Stockade Lake in the Beartooths is along a National Recreational Loop. At over 10,000 feet, the lake is crystal clear and very beautiful. Last year, a new friend 80 years old, a retired Forest Service employee, offered to show me an old stockade that lay in the trees on the southeast corner of the lake. In the 1980s the Service asked him to investigate, photograph and map the ancient enclosure.
All the Beartooth maps show a trail to Stockade via Loosekamp Lake. But there is an undocumented use trail that’s only a mere 2 miles directly to south Stockade Lake. We took that route and hopped the outlet.
In 1891, Benjamin Greenough, a cowboy from Red Lodge, Montana, stumbled upon this dilapidated wood and stone structure. Surrounded by remnant glacial lakes, the structural remains were assumed to be that of an old stockade.

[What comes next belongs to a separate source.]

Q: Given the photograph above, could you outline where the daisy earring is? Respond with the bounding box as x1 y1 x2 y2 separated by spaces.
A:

This observation was based on the roughly circular shape of the enclosure, the large, heavy logs used to form the walls, and the ax-cut notches carved into the elevation logs for rifle ports.
In 1907 John K. Rollinson, a forest ranger and friend of Greenough, and Harry W. Thurston, the then Supervisor of the Shoshone National Forest, visited the site. His narrative below talks about his discovery of the stockade.
On the way back to my camp I traveled a new route which was previously not accessible, due to old snowbanks. I passed a long narrow lake, and as I had been told of an old log stockade or enclosure there, I soon located it. I do not know what it had been used for. It was quite badly rotted down, but it had been a rectangular affair, about eight feet high, built of a double wall of rather light logs, with an eight- or ten-inch space between the two walls which had been filled in with rocks. Three or four old rock fireplaces had once been in use there. All the ax marks were those of a hand ax or tomahawk, as the cuts showed the tool had had a narrow bit. I concluded that squaws had done the work. On a line running due north and south, through scattered pine timber, all the trees had been peeled halfway around up to a height of about five feet. North of the stockade the blaze was facing north, and south of the enclosure the blaze faced south. Each line ran a distance of about a hundred yards. Some trees had been belted and were therefore dead.
Rollison believed that the structure was likely the remains from a party of white trappers and Indian women who were trapping beaver on the Plateau and had built a defensive structure to protect against a hostile Indian attack. He also felt the structure would date to the late 1860s or earlier based on the level of decay.
In 2009, a group of archaeologists, historians, and members of the Park County Historical Preservation Commission hiked to the stockade and collected tree-ring samples from trees and logs at the site. They located more than a dozen culturally modified trees. Their samples consistently produced two separate dates: 1806-1807 and 1861-1862. After this ‘preliminary’ report, Larry Todd returned the following summer, collected a few more tree samples, and so confirmed the later date, just as Rollinson had predicted.
When my Forest Service friend was at the site in the 1980s, he told me the gunsights were visible on the logs, and the log enclosure stood about 3 feet high. But today the stockade is almost fully decayed. You can still see the circular outline and in a few places the enclosure still is two or three logs in height. The ax cuts are visible and young trees are growing in the center area.
The stockade sits just a few 100 feet off the main trail, but is very easy to miss. In fact, I encountered two backpackers that had spent the night right near the enclosure and had no idea that it was there.
Take a lunch and bear spray (last year I encountered a young grizzly near here at the lake) and enjoy the stockade while you contemplate what happened here 150 years ago.